A system is said to be idempotent if a given request made multiple times leads to the same result as that same request made exactly once. Idempotency facilitates failure handling since, upon a request failure, you can retry the request without taking much care whether it is retried once or multiple times. You can implement such a mechanism relatively easily using an idempotency token, a unique identifier that remains the same even if the request is repeated multiple times. The component receiving the request with that idempotency token should then ensure to provide the same response to repeated identical requests.
That’s a powerful mechanism to avoid duplicating processing and data, for instance, in the case of transactions.
This anti-fragility best practice consists of limiting the variance of work done across time, independent of the status of the system. It is based on the premise that variance causes disruption: a system has more chances to fail when it is subject to rapid and important variations in load. To have a better understanding of this idea, read the Reliability and Constant Work paper from the Amazon Builders’ Library, which is referenced in the Further Reading section at the end of this chapter. It explains very well how Amazon Route 53 or AWS Hyperplane (the network function virtualization platform underpinning several AWS services) leverages this technique internally to make sure that their critical components will not fail due to changes in load, since they always keep doing the same constant amount of work, day in day out, no matter what.

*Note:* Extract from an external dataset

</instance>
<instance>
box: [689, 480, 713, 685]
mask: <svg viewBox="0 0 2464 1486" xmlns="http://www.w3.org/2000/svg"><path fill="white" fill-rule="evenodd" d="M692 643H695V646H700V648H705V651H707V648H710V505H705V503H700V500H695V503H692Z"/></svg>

For a more concrete example, similar to what Route 53 does internally, imagine that a critical component in your workload is in charge of performing health checks on a fleet of servers. The idea of constant work is to design your component and its supporting infrastructure in such a manner that they always do the same job and the same amount of work. For instance, suppose after performing some tests you measure that your health check component can do health checks on 100 servers at a time. Now, if your overall system is made of a fleet of 1,000 servers, you would simply deploy 10 instances of your health check component, each instance performing health checks on 100 servers. But what if your fleet is composed of a number of servers that is not a multiple of 100? If, for instance, you only have a fleet of 250 servers, you would need to deploy three instances of your health check component, each of the three capable of performing health checks on 100 servers. But wait, you only have 250 servers, not 300; how do you split the health checks? At first, it would seem logical to split the 250 servers more or less equally across the three health check component instances.
However, the trick, according to the principle of doing constant work, is to assign 100 servers to the first two health check component instances and the remaining 50 servers to the third health check component instance. To make sure that all your health check component instances keep doing constant work, add dummy data for the 50 missing servers and keep doing health checks on 100 servers, whether they are real or not. The key here is that your health check component keeps performing the same job again and again so that it is not affected by a sudden variation in load.
You just learned how to design interactions between components to prevent failures. However, note that everything will eventually fail over time. So, despite the precautions taken, some failures can occur at any time and you need to make sure that your workload can handle them.